Featured Researcher: Martin Uribe

03/01/2005
Featured in print Reporter

Martin Uribe is a Faculty Research Fellow of the National Bureau of Economic Research and a professor of economics at Duke University. He joined the Duke faculty in 2003 after spending five years on the faculty at the University of Pennsylvania and four years in Washington at the Division of International Finance of the Board of Governors of the Federal Reserve System. He has also held visiting positions at the Goethe Universitat Frankfurt, Princeton University, the Federal Reserve Bank of Philadelphia, and the European Central Bank.
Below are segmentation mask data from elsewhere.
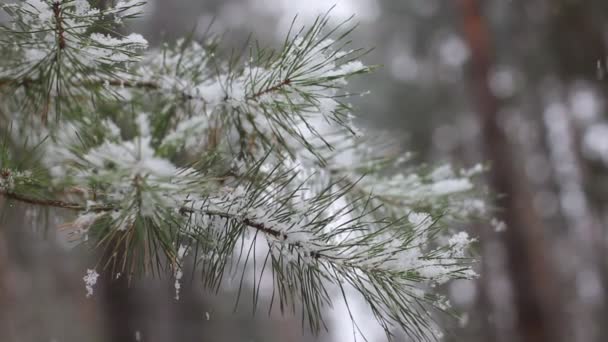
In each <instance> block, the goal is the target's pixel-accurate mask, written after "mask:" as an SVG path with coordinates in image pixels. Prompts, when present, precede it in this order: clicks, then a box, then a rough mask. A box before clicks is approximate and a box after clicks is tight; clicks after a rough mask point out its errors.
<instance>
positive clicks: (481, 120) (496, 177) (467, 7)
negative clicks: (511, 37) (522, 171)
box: [458, 0, 560, 342]
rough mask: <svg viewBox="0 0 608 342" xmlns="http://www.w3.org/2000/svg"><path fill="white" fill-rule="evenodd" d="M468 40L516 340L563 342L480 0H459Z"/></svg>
mask: <svg viewBox="0 0 608 342" xmlns="http://www.w3.org/2000/svg"><path fill="white" fill-rule="evenodd" d="M458 6H459V8H460V11H461V14H462V18H463V26H464V27H463V29H464V36H465V39H466V40H467V42H468V44H469V48H470V50H471V66H470V67H471V69H470V81H471V86H472V92H471V93H472V96H474V97H475V101H476V105H477V114H478V117H479V122H480V126H481V132H482V141H481V143H482V144H483V148H484V153H485V158H486V159H487V160H489V161H491V163H492V166H491V170H490V174H489V178H490V179H489V180H490V184H491V186H492V188H493V190H494V191H495V192H496V194H497V195H498V196H500V197H499V198H498V199H497V201H496V205H497V206H498V208H500V211H499V217H500V218H501V219H502V220H504V221H505V222H506V224H507V226H508V228H507V231H506V232H505V233H504V237H505V239H504V243H505V246H506V253H507V260H508V268H509V273H510V277H511V281H512V288H513V295H514V304H513V305H514V312H515V315H516V325H517V332H516V336H518V337H519V338H521V340H522V341H524V342H556V341H559V340H560V338H559V329H558V328H559V327H560V325H559V318H558V317H557V313H558V312H559V310H557V309H558V307H557V305H556V304H557V303H558V301H557V298H556V289H555V285H556V278H555V275H554V272H553V270H552V265H551V264H550V262H549V258H548V254H547V251H546V247H547V246H546V245H545V241H544V236H543V235H544V231H543V226H542V221H541V220H540V219H539V217H538V216H537V213H536V212H535V210H534V206H533V205H532V199H531V194H530V192H529V185H528V184H527V182H526V178H525V176H524V175H523V172H522V170H521V169H520V162H519V160H518V158H517V153H515V151H513V149H512V147H511V144H510V142H509V139H508V137H507V136H506V134H505V132H504V131H503V128H502V127H501V126H500V124H499V122H498V117H497V116H498V112H499V102H498V99H497V98H496V96H495V95H494V94H493V93H492V91H491V89H490V87H489V84H488V78H489V71H490V68H491V66H492V64H493V53H494V52H493V50H492V47H491V45H490V33H489V29H488V27H487V24H486V23H485V21H484V17H483V15H482V8H481V5H480V2H479V1H477V0H459V2H458Z"/></svg>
Uribe received his PhD from the University of Chicago in 1994. His research lies in the fields of international finance and monetary economics. His work focuses on explaining business cycles in emerging economies and on the design of optimal monetary and fiscal policies. He also serves as Associate Editor for the Journal of International Economics and the Journal of Money, Credit, and Banking.

Uribe is married to Stephanie Schmitt-Grohe, who also teaches at Duke, and is his frequent co-author. They have two sons: Cristobal (5) and Imanol (3). Uribe is an avid reader, diligently working his way down the list of 100 best novels published since 1900 compiled by the Modern Library, a division of Random House. He loves Argentine rock, and works with a constant live audio stream of his favorite ordobesian radio station pouring out of his speakers.